Governor Ron Stroman, a former deputy postmaster general, said USPS is “not where we need to be,” in terms of its budget and operations. In addition to a financial loss, Stroman said USPS missed many of its service targets for on-time delivery.

Governor Amber McReynolds acknowledged some areas of concern with USPS finances, but said the agency has made some progress in stabilizing its workforce and making long-overdue improvements to its infrastructure.

“Multiple things can be true at once. We can be achieving parts of the DFA and not others, particularly the financial stability goals and service delivery. We can be strengthening our workforce, while also still struggling to hire in some rural areas and challenging areas of the country — which has a direct and negative impact on service. We can be hitting milestones in our environmental goals, while also still identifying areas of opportunity,” she said.

“The only way we move forward to achieve our mission of universal service and financial stability at this moment is with continuous improvement, innovation, accountability, building resilience, and also doing so with honesty to adjust to the challenges that are constantly evolving,” McReynolds added.

DeJoy said USPS in FY 2024 will continue to push for a “growing share” of a package business that competes with private-sector shippers.

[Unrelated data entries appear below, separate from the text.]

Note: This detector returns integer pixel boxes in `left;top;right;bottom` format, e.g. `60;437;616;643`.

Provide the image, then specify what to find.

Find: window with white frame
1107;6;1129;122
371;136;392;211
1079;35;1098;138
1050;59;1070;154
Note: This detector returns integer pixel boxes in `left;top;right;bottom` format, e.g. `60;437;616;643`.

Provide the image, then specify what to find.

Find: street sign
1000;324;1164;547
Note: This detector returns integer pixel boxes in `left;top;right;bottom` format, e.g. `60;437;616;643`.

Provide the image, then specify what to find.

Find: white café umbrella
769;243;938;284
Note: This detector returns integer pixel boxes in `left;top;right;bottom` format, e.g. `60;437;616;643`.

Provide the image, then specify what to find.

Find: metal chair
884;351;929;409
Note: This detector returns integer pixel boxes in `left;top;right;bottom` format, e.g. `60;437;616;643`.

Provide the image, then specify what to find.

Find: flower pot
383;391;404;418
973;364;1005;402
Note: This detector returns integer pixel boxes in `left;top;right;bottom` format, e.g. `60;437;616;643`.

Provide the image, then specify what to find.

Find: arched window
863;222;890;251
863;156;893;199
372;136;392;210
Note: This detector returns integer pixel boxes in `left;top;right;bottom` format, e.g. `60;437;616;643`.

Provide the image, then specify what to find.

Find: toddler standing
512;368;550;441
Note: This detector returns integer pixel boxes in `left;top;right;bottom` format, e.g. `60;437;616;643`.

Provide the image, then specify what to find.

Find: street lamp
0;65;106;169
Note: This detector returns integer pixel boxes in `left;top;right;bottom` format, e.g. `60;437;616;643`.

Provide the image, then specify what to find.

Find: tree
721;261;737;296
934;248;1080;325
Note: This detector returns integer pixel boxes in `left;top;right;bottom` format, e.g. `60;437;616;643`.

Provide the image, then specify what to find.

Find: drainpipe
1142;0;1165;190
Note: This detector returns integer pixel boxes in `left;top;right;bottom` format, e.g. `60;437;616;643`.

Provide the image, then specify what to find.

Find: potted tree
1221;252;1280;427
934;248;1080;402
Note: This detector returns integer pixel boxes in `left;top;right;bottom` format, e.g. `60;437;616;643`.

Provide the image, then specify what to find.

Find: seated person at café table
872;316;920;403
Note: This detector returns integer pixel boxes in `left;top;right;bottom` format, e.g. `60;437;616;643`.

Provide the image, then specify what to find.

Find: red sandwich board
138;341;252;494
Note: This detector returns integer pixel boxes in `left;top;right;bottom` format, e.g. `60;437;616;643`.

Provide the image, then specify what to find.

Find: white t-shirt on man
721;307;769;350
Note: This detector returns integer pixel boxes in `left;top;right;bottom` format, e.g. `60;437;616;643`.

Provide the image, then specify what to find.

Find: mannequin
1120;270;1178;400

He said USPS is looking to grow its package revenue by $1 billion by the end of fiscal 2024.

USPS, he added, also expects to cut another 28 million work hours in FY 2024, in an effort to save more than $1 billion in labor costs. Workforce salaries and benefits make up almost 70% of total USPS costs.

The agency also expects to complete construction on 20 modernized mail processing facilities, roll out 30,000 new delivery vehicles, and open nearly 100 Sorting and Delivery Centers (S&DCs) across the country.

S&DCs are large facilities that bring mail processing and mail delivery operations all under one roof.

DeJoy however, told the board that meeting the DFA plan’s goals is “not a perfect science,” and that USPS will keep making adjustments as it implements elements of the plan.

“The road to success and the scope of the challenges we are compelled to make will invariably result in some disruption on any given week, in any given area, for any given service,” DeJoy said. “However, I can assure the American people and our customers that we will respond rapidly to correct for the impacts to service that might result from these complicated changes.”

The USPS board will soon operate with less than its full strength.

The terms of two of its members, William Zollars and Lee Moak, will expire in December.

President Joe Biden has not yet nominated new members to take their place.

The board reelected Martinez to serve for another year. The board also chose McReynolds to serve as its new vice chairwoman.